Emerging growth company
If an emerging growth company, indicate by check mark if the registrant has elected not to use the extended transition period for complying with any new or revised financial accounting standards provided pursuant to Section 13(a) of the Exchange Act. ☐
Item 8.01 Other Events.
On June 11, 2024, Ultragenyx Pharmaceutical Inc. (the “Company”), together with its collaboration partner, Mereo BioPharma Group plc, announced positive 14-month results from the Phase 2 portion of the ongoing Phase 2/3 Orbit study (NCT05125809) demonstrating that, as of a May 24, 2024 data cut-off date, treatment with setrusumab (UX143) continued to significantly reduce incidence of fractures in patients with osteogenesis imperfecta (“OI”) with at least 14 months of follow-up. Treatment with setrusumab also resulted in ongoing and meaningful improvements in lumbar spine bone mineral density (“BMD”) at month 12 without evidence of plateau.

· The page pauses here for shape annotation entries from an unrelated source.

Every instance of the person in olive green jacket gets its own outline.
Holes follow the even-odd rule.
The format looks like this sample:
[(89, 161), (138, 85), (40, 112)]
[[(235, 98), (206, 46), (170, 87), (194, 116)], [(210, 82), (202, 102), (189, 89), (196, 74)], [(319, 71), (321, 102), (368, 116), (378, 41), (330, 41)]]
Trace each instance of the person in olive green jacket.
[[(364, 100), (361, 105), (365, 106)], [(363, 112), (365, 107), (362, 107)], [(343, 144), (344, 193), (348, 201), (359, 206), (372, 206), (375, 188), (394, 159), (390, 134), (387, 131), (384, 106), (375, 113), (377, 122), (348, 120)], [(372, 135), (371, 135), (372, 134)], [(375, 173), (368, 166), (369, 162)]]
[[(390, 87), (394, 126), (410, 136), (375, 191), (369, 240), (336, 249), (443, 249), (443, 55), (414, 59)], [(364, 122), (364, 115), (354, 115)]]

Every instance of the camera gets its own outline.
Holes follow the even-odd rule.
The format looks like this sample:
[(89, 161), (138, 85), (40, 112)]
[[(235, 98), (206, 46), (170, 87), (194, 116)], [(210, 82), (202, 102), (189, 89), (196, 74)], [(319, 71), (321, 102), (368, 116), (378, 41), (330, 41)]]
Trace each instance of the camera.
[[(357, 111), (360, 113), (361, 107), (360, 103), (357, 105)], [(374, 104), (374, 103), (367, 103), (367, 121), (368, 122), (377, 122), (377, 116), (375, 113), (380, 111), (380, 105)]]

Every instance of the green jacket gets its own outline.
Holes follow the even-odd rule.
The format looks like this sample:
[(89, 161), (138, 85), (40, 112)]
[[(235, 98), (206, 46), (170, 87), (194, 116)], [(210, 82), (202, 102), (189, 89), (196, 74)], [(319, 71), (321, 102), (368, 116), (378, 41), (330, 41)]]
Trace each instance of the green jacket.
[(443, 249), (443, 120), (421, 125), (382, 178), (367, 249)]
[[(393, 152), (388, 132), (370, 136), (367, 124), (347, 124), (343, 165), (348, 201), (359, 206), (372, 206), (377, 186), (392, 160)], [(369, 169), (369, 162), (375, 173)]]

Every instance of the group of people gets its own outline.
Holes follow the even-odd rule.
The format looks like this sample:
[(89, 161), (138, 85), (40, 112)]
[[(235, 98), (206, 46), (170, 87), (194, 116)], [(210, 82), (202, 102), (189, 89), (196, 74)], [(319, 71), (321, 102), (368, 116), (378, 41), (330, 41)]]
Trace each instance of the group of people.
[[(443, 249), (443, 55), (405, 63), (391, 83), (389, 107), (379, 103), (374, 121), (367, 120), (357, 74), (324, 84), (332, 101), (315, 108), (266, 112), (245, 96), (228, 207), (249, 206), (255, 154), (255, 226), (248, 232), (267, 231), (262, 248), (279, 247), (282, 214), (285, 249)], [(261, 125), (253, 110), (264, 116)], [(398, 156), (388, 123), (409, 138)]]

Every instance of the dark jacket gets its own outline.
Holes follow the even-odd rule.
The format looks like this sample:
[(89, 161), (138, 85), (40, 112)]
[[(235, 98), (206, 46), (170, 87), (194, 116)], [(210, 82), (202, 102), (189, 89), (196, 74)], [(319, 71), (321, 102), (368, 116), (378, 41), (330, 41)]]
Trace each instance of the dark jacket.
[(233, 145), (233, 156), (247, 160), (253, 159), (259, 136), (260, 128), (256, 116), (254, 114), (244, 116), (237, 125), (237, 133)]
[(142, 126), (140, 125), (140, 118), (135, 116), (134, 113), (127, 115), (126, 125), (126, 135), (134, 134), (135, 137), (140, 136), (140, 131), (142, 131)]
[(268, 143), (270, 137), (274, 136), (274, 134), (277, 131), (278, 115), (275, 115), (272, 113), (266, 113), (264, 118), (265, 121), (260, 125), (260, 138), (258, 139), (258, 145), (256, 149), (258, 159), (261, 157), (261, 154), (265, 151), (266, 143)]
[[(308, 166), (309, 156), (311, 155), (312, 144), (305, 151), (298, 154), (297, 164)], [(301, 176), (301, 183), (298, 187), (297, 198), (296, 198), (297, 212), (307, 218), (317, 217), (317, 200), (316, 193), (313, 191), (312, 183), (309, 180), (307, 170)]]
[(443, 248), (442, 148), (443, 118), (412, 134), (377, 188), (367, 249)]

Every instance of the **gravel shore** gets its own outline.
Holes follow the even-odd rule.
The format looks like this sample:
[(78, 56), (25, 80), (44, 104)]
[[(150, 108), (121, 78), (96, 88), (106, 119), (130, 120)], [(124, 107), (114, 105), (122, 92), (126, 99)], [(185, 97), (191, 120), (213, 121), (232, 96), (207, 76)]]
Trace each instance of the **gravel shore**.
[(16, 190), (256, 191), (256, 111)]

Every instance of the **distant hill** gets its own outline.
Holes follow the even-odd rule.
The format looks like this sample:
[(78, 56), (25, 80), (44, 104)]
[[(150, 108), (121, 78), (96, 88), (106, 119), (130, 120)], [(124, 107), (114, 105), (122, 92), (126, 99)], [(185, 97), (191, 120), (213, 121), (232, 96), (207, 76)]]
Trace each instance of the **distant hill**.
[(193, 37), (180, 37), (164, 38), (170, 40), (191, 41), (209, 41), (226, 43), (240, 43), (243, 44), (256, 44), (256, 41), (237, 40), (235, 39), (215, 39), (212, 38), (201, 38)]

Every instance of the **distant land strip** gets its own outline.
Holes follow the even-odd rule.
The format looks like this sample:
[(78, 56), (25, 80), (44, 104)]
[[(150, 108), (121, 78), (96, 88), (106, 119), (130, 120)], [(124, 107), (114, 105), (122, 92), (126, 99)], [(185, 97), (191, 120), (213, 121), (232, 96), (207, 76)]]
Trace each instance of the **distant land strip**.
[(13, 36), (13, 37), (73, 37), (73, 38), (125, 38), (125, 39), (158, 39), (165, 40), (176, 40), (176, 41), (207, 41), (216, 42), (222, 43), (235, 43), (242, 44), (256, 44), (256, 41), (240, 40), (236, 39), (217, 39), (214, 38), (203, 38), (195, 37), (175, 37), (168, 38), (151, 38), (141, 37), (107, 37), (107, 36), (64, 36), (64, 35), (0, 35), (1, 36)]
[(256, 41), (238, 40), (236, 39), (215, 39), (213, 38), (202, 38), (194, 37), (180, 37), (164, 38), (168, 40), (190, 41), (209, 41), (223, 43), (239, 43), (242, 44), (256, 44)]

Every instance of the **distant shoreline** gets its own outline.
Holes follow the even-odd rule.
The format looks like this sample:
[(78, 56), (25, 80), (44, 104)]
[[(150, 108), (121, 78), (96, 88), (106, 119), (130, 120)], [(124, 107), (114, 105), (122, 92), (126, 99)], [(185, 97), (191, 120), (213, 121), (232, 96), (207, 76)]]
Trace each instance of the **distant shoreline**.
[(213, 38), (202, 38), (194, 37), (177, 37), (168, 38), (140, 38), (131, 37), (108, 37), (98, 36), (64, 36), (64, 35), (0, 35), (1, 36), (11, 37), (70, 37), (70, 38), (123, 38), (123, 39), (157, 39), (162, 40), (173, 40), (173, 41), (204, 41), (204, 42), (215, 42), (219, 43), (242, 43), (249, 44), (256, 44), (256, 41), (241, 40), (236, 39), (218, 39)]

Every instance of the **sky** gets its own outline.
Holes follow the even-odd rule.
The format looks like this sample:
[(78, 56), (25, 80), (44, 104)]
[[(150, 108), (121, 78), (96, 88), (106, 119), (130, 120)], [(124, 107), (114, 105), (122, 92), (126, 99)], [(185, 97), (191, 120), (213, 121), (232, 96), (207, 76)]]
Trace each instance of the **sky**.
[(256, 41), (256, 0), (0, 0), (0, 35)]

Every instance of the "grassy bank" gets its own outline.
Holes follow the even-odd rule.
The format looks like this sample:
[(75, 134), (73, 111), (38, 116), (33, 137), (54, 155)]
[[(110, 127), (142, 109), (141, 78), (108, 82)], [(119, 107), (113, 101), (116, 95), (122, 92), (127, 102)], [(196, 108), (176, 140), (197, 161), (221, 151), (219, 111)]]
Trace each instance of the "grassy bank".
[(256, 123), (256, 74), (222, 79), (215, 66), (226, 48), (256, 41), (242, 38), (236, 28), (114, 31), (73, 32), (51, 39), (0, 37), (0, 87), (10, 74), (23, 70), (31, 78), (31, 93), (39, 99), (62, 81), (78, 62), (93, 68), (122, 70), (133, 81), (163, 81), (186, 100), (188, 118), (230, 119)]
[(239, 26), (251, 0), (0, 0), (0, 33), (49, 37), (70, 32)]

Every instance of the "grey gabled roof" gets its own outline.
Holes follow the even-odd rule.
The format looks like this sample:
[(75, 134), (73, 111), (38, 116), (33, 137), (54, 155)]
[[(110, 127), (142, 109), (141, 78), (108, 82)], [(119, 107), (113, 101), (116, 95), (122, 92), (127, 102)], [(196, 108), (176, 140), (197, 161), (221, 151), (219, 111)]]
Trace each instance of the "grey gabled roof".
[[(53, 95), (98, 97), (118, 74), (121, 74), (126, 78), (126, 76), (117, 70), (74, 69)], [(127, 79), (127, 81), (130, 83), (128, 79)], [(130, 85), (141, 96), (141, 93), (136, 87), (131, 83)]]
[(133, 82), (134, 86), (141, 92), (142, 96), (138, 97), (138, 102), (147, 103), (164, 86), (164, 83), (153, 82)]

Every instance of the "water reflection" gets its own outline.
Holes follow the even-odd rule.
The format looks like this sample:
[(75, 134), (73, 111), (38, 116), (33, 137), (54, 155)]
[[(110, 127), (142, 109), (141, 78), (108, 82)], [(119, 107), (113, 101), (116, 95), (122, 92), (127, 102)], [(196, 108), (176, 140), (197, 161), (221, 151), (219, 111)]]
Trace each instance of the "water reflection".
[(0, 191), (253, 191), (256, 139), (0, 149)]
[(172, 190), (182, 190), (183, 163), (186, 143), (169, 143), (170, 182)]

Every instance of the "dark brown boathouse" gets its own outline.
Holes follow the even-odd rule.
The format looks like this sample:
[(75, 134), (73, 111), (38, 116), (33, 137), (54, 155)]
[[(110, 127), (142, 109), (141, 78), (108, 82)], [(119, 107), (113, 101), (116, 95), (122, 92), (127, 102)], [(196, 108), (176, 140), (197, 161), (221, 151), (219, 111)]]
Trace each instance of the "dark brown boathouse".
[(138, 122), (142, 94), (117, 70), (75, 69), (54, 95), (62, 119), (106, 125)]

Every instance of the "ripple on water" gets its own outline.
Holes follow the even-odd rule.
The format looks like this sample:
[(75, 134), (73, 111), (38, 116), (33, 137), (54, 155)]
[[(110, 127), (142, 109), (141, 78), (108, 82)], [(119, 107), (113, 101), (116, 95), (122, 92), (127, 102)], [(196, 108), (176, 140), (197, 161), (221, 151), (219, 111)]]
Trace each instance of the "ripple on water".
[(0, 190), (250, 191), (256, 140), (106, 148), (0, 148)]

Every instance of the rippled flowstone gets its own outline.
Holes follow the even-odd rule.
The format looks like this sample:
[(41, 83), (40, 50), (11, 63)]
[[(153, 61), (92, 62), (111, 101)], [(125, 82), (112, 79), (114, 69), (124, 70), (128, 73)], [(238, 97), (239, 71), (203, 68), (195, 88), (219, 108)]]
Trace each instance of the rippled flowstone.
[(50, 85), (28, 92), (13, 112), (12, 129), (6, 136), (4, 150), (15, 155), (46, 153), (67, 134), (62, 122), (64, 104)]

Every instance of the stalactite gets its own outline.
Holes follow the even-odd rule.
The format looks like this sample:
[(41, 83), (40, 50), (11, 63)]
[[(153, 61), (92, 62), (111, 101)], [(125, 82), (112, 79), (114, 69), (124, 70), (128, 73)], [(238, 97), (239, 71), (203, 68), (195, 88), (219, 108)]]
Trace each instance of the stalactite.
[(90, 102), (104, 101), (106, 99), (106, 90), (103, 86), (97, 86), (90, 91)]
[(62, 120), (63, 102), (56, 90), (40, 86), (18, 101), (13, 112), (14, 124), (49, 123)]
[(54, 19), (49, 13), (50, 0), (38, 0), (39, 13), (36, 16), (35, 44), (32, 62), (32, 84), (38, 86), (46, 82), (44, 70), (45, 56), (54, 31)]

The large reduction in annualized radiologically confirmed fracture rate previously reported in patients treated for a minimum of six months was sustained in patients treated for at least 14 months with a high degree of significance. The median annualized rate of radiologically confirmed fractures across all 24 patients in the two years prior to treatment was 0.72. Following a mean treatment duration period of 16 months, the median annualized fracture rate was reduced 67% to 0.00 (p=0.0014; n=24). The annualized fracture rate excluded morphometric vertebral fractures and fractures of the fingers, toes, skull, and face, consistent with the Phase 3 study primary efficacy endpoint.
The reduction in annualized fracture rates was associated with continued, clinically meaningful increases in BMD. Tests conducted at the 12-month timepoint demonstrated that treatment with setrusumab resulted in a mean increase in lumbar spine BMD from baseline of 22% (p<0.0001, n=19) across all age groups (five to < 26 years old), a further improvement from 14% observed at six months of treatment. This increase in BMD is reflected in the change from the mean baseline lumbar spine BMD Z-score of -1.73 to -0.49 at 12 months across all age groups, a substantial normalization in Z-score of +1.25 (p<0.0001, n=18). This is further improved from the mean six-month Z-score change of +0.85. The improvements in BMD and Z-scores were significant and consistent across all OI sub-types studied.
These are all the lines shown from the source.